High-energy x-ray photons can set off a chain of chemical reactions in the upper atmosphere that shred ozone apart. According to the authors' calculations, the flare up in question could have been powerful enough to eat away a significant percentage of Earth's ozone layer, forcing life to contend with additional radiation for millennia. (For comparison, the several percentage point depletion of Earth's ozone layer in recent decades has already impacted a wide range of biota, including juvenile fish, crustaceans and amphibians.)

Interestingly, there's another cosmic event that doses our planet with x-rays: Supernovae. The radiation from exploding stars only lasts for months to years, but can, in that time, pack the same punch as a black hole flare.

"The radiation dose of a supernova is similar to that of a black hole, but the timescales are very different," Chen said.

It's unclear which type of cosmic explosion—a black hole flare or a supernova—might affect the Earth more. The short, powerful burst of radiation from a supernova may hit our atmosphere harder, leading to more ozone damage and more damage to life on Earth. But the same dose of x-rays spread out over a much longer time period could give the biosphere a chance to adjust, so to speak. A thinning of Earth's ozone layer for thousands of years might be a powerful enough environmental change to act as a selective pressure, and shape the evolution of life itself.
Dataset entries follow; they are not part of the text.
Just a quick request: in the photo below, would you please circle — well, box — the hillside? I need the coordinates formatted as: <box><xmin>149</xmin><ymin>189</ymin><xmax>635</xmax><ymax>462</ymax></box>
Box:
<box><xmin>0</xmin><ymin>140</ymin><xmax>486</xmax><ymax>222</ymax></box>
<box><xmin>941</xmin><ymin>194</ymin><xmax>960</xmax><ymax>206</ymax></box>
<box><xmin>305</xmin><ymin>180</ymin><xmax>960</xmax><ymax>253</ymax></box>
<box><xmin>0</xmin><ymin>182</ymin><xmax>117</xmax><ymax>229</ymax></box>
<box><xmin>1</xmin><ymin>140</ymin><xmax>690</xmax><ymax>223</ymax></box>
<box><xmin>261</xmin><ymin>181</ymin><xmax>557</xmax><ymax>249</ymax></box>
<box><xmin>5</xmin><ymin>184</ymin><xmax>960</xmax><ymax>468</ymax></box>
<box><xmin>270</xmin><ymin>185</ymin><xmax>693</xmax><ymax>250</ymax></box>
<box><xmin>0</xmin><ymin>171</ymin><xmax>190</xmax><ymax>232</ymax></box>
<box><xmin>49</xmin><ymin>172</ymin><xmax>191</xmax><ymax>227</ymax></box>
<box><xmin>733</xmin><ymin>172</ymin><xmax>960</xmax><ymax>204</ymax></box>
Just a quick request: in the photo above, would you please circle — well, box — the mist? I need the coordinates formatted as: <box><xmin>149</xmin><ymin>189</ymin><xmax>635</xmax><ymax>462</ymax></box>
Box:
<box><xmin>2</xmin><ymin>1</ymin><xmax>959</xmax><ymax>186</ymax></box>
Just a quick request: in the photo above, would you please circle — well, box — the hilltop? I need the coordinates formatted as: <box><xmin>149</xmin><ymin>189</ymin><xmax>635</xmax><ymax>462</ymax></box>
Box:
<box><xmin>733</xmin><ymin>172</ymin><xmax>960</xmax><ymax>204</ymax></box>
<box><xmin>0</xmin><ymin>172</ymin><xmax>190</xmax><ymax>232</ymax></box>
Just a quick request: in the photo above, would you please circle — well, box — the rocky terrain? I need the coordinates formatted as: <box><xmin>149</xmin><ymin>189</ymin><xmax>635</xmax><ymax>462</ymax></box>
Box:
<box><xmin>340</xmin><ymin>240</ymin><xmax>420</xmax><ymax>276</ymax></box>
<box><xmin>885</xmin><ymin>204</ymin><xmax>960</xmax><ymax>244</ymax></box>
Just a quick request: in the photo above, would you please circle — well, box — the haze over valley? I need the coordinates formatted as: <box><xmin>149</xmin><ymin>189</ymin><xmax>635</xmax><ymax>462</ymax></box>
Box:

"There are some analogies we can borrow from supernova, but we can't expect the two phenomena to have the same effect," Chen said. "The effects of a long duration x-ray burst on our atmosphere haven't been explored yet."

Still, the notion that the evolution of Earth's biosphere might be guided by a black hole thousands of light years away is a profound, and slightly unsettling one. The more we peer into the vastness of the cosmos and unlock its secrets, the more, it seems, we find ourselves humbled by the power of its darkest elements.